Essentially you have two choices here. The first method is to write a macro or a user defined function (UDF) to run through your prior purchases and sales, and figure out the cost of sale of the items in question. The second way is to write a normal spreadsheet formula to do this i.e., without any background code. The latter approach is better for people who don’t like enabling macros or who aren’t comfortable with UDFs. The downside though is that you need a couple of calculation columns. Oh, and the formula is a monster!
Let’s take a look at how you can do this.
Before writing any complex formula you need to have a picture in your mind as to how you want the formula to work. In this case, we said to ourselves–for each sale row, let’s try and figure out the costs of sale for all sales to date. We thought that if we could figure this out, then we would be able to simply subtract all the previous costs of sale, to get the actual cost of sale for the row in question. With this in mind, we realised that we’d need to keep running totals of the quantity purchased and total purchase costs, so we created two new columns to contain these calculations.
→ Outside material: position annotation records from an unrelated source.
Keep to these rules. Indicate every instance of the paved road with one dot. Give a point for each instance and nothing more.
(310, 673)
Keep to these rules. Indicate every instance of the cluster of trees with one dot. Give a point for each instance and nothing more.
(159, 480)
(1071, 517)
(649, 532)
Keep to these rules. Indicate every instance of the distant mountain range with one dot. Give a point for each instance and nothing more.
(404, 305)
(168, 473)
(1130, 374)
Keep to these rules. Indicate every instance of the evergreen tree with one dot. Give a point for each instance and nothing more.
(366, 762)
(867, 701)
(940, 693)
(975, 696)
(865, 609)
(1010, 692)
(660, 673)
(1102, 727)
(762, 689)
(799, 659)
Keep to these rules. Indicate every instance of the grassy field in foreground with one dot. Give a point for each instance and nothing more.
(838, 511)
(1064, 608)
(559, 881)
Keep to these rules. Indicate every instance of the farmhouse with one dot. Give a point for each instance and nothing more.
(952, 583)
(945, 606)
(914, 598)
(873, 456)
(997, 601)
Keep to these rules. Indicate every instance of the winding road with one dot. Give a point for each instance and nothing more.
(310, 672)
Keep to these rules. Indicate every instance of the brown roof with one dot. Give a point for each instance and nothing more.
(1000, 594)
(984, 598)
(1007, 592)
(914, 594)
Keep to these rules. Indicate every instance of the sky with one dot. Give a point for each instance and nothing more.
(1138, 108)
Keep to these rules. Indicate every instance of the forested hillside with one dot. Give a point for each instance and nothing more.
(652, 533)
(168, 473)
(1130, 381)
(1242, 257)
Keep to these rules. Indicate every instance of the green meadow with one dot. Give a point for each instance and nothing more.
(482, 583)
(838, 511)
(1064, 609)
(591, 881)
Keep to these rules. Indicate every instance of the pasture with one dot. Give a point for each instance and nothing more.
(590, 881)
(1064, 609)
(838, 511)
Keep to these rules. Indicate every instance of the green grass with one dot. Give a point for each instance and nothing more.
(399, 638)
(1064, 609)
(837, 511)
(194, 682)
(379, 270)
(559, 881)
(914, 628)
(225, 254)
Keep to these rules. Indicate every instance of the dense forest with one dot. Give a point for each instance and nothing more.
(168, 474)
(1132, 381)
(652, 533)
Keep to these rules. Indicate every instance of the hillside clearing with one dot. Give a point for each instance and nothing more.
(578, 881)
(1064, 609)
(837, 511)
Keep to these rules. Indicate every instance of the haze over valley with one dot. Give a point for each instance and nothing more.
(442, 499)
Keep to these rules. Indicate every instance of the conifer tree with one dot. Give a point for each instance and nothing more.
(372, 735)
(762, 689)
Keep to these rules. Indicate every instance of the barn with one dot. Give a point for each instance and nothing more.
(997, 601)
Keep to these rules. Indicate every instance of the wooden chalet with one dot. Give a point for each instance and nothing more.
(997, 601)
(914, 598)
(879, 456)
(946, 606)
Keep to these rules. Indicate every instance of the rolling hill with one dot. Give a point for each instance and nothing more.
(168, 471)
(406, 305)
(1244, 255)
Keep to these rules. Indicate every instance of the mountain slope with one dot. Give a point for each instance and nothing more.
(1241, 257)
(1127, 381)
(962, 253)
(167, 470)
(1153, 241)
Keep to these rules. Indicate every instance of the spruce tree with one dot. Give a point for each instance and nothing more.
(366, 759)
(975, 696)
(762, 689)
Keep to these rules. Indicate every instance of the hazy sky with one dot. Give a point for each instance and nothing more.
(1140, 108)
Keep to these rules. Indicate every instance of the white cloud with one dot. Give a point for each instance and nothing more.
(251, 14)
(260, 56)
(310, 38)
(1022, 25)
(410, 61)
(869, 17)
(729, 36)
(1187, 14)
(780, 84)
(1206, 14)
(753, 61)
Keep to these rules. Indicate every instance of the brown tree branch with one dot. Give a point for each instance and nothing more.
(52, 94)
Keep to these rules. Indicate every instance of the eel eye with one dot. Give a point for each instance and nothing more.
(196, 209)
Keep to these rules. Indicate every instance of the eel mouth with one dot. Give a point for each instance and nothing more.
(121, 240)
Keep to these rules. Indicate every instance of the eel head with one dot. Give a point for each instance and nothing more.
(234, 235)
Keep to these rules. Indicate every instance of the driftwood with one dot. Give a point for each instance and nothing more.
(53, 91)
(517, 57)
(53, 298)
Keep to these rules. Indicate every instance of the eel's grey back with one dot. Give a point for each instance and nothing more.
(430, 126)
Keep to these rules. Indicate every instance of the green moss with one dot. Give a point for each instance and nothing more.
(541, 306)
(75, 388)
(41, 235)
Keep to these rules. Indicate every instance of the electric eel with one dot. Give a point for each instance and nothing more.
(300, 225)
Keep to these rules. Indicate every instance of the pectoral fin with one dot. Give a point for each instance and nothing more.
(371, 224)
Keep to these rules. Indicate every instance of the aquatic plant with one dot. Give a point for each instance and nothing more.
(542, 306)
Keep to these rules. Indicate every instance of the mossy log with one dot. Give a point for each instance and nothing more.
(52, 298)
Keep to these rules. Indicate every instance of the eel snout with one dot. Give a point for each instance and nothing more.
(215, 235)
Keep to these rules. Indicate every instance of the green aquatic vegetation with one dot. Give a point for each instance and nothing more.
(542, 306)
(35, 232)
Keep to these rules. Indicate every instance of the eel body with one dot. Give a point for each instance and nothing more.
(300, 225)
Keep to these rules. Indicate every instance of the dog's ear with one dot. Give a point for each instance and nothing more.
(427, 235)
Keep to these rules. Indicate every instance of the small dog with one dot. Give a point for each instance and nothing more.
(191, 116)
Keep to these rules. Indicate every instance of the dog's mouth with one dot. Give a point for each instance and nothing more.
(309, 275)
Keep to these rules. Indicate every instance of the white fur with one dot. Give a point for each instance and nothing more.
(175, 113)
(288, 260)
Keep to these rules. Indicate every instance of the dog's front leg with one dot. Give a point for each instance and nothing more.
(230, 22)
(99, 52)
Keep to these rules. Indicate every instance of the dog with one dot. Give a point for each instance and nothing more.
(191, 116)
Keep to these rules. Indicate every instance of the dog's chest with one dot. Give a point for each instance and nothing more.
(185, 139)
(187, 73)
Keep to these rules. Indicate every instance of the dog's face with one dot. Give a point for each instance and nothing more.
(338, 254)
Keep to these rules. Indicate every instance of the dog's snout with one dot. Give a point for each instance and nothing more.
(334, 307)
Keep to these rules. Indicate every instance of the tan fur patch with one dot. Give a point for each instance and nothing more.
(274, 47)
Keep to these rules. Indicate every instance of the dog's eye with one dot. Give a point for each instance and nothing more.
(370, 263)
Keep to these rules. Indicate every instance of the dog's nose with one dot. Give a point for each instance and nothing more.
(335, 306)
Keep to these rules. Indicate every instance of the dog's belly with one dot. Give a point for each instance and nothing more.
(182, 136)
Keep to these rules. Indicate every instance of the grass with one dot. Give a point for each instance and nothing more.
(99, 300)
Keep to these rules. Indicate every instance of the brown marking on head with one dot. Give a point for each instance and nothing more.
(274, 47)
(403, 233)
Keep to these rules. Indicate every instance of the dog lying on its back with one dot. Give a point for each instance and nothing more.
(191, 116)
Now comes the fun part. We need to write a formula that does the following things:
- Searches through the cumulative buy quantities to date (column E) and figures out the highest number that is LESS THAN the cumulative quantity sold to date, and return the corresponding cumulative buy cost to date (column F). (We need the full amount of this bucket of costs.)
- Calculates the difference between cumulative quantity sold to date, and the cumulative quantity purchased to date, determined in step 1. (We only take a portion of this bucket.)
- Multiplies this marginal quantity purchased by the cost per unit for this row.
- Subtracts all costs of sale to date, thereby leaving you with the purchase cost of the row in question.
Here’s what we came up with. (Each of the four lines of the formula reflects the corresponding steps outlined above.)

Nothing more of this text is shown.